Wrong again. As Robert Cruikshank has written on Calitics (“Progressives Didn’t Cause the San Francisco Housing Crisis,” 7/23/15), laissez faire is not the solution to our contemporary housing woes: “Ultimately SF is at the leading edge of a problem that is now facing all U.S. cities. Urban America has become expensive. As we live in an era of increasing inequality, and in a time where macroeconomic policies favor investments that benefit the rich over those that benefit the poor or the middle, no market solution alone can solve the problem. Government will be needed to help solve the crisis—through rent control, through subsidies, through an expansion of public housing stock, and through facilitation of private sector housing stock too.” In other words, this is no time for progressives to get out of the way.
I will leave you, dear readers, with a bit of positive news out of City College: July 23 was the first business meeting of the (nearly) fully re-empowered Board of Trustees. Those who have been following developments at the College will remember that we started meeting again as a Board back in January after an involuntary year-and-a-half long hiatus imposed by the State Chancellor.
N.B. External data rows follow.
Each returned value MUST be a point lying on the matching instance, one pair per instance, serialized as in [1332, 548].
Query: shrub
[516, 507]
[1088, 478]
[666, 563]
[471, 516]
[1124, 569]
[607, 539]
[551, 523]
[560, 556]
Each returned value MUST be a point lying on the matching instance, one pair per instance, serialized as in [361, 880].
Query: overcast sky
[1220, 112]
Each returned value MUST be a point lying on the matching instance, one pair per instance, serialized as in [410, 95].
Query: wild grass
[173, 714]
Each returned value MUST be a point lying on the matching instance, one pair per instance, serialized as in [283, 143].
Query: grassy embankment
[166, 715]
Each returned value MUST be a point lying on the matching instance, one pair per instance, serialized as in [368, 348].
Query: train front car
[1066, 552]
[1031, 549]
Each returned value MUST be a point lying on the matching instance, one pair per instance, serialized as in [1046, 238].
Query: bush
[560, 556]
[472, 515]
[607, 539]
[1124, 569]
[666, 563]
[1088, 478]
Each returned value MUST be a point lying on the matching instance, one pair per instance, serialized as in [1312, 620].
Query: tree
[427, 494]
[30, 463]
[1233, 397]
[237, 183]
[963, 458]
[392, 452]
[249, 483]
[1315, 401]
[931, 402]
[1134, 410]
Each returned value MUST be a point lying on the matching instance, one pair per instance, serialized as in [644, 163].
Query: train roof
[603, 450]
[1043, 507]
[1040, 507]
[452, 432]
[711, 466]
Since that time, we have gradually been re-assuming responsibility for various aspects of the College’s governance from the Special Trustee put in place by the State Chancellor at the height of the College’s accreditation crisis. On July 8, the State Board of Governors approved the State Chancellor’s re-appointment of the Special Trustee for an additional year, but now only with so-called “stay and rescind” powers. That is, he still has the authority to override Board decisions he determines would be catastrophic for either the College’s finances or its accreditation, but subject to that (admittedly significant) proviso, the Board is back in charge. Major challenges remain, of course, but we do seem to be making progress, and July 23 did mark an incremental victory for democracy and local control. At City College, we’ll take some incremental victories.
Rafael Mandelman is an attorney for the City of Oakland. He is also President of the City College of San Francisco Board of Trustees.